Il Portogallo si affida al santo in terra
Eusebio Da Silva Ferreira, 24 anni di Mafalala, quartiere di Maputo, all’epoca (1942) Lourenço Marques, padre angolano e madre mozambicana, è giocatore infinito, combina eleganza ed efficacia come mai visto prima. Eusebio prende la squadra per mano, la tira fuori dal baratro ristabilendo gerarchia e parità in 29 minuti. Al minuto 11′ della ripresa è 3-3, il suo destro ha colpito tre volte, due perle e una esecuzione dagli undici metri, rigore guadagnato, nemmeno da chiedere da chi. Nulla si legge sul volto degli imperscrutabili coreani, Eusebio indica il cielo, la folla è ipnotizzata e beato chi ha i nipotini. Ancora tre minuti ed ancora Eusebio, il raddoppio di marcatura su di lui è vano, ancora fallo, ancora rigore, ancora rete. Risultato ribaltato, da 0-3 a 3-4, poker servito, l’impossibile rimonta è completata con mezz’ora ancora da giocare.

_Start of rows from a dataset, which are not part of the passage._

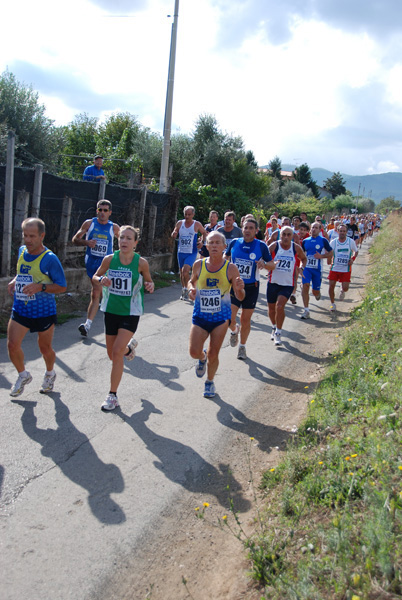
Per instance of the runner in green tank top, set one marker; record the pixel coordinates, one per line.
(123, 276)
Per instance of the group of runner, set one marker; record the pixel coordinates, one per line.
(225, 279)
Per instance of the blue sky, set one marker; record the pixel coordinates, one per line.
(316, 81)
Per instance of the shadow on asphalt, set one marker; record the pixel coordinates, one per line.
(267, 435)
(183, 465)
(75, 456)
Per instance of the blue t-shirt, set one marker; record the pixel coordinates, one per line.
(91, 172)
(313, 245)
(104, 235)
(245, 256)
(39, 268)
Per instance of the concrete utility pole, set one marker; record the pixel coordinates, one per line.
(163, 182)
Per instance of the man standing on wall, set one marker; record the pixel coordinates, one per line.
(95, 171)
(97, 235)
(39, 277)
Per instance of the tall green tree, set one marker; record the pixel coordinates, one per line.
(21, 111)
(303, 175)
(388, 204)
(335, 184)
(275, 168)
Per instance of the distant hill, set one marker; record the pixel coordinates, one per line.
(376, 187)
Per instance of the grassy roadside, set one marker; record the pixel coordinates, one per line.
(70, 306)
(331, 522)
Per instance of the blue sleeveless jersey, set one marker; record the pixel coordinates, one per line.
(104, 235)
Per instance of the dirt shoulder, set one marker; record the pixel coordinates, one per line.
(211, 561)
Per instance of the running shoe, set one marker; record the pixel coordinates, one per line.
(202, 366)
(83, 329)
(241, 354)
(48, 383)
(19, 385)
(209, 389)
(234, 337)
(132, 344)
(110, 403)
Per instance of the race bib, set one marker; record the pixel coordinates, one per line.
(312, 263)
(121, 282)
(20, 283)
(245, 267)
(284, 264)
(342, 262)
(186, 244)
(100, 248)
(210, 301)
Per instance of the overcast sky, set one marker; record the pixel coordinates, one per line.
(311, 81)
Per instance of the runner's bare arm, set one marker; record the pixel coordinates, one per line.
(78, 238)
(300, 253)
(194, 278)
(102, 270)
(175, 231)
(236, 281)
(143, 268)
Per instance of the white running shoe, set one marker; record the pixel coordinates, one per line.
(83, 329)
(234, 337)
(201, 367)
(241, 354)
(48, 383)
(110, 403)
(19, 385)
(132, 344)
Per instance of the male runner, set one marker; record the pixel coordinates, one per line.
(282, 280)
(97, 235)
(341, 269)
(209, 286)
(249, 255)
(187, 229)
(39, 277)
(313, 247)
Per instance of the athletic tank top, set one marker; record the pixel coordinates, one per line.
(126, 294)
(212, 300)
(284, 273)
(40, 304)
(187, 239)
(104, 235)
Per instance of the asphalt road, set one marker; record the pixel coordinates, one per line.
(80, 488)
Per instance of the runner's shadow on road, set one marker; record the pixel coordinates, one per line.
(142, 369)
(260, 372)
(73, 453)
(183, 465)
(266, 435)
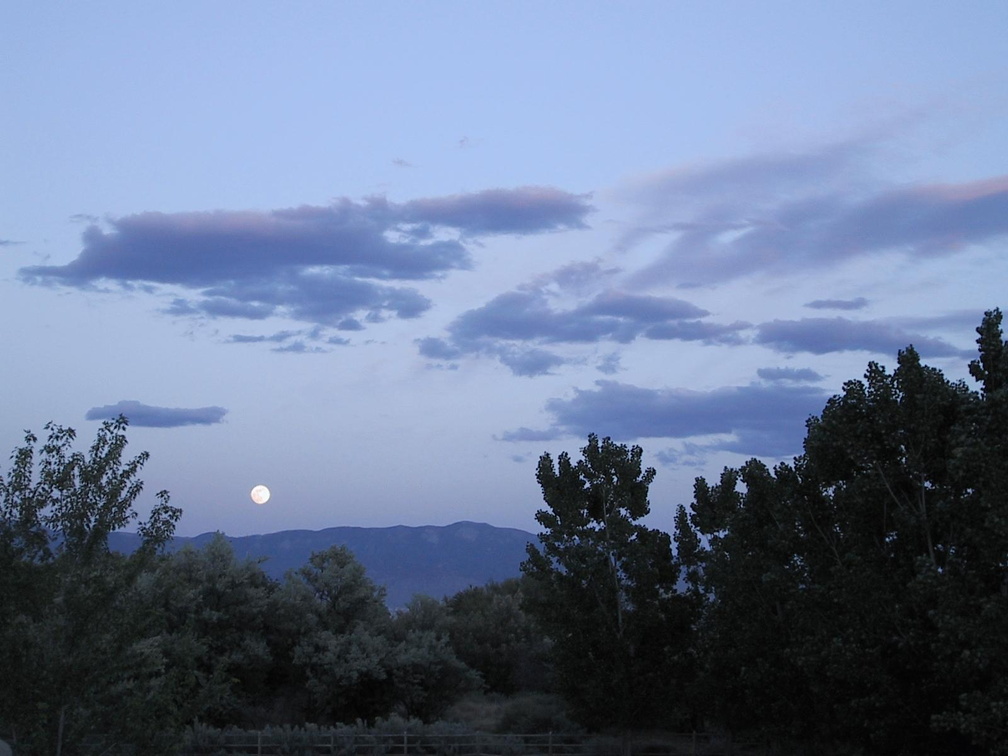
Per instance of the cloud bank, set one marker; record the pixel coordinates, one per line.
(782, 214)
(145, 415)
(343, 263)
(758, 419)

Otto Gloria non dice più nulla, cosa vuoi dire, i suoi ragazzi sono usciti fuori dalle sabbie mobili da soli. I coreani sono bravi a non smobilitare, si prendono il quinto goal – torre di Torres e ancora di testa José Augusto – ed una caterva di applausi (Korea Korea cha cha cha) dopo il triplice fischio.
E vissero tutti…
Il Portogallo giustamente prosegue per Wembley.
La favola nordcoreana finisce qui. Non c’è il terzo tempo. Ci sono mille racconti che dicono tutto ed il contrario. Festini come se non ci fosse un domani (ed un quarto di finale da giocare) nel dopo Italia, chi dice dell’accoglienza trionfale al rientro a Pyongyang, chi del carcere e di lavori forzati perché certi eccessi il sistema non li accetta.
Sanzioni, corruzione, povertà, isolamento estremo, siccità: ecco cosa sappiamo per certo nel destino di questa nazione di 25 milioni di abitanti, fermi all’anno 112 (così dice il loro calendario), e di undici ragazzi che per quattro giorni, tra il goal di Pak Doo Ik (1-0 all’Italia) e il goal di Pak Sung Jin (3-0 al Portogallo), sono stati liberi di volare lassù fino in cima al mondo.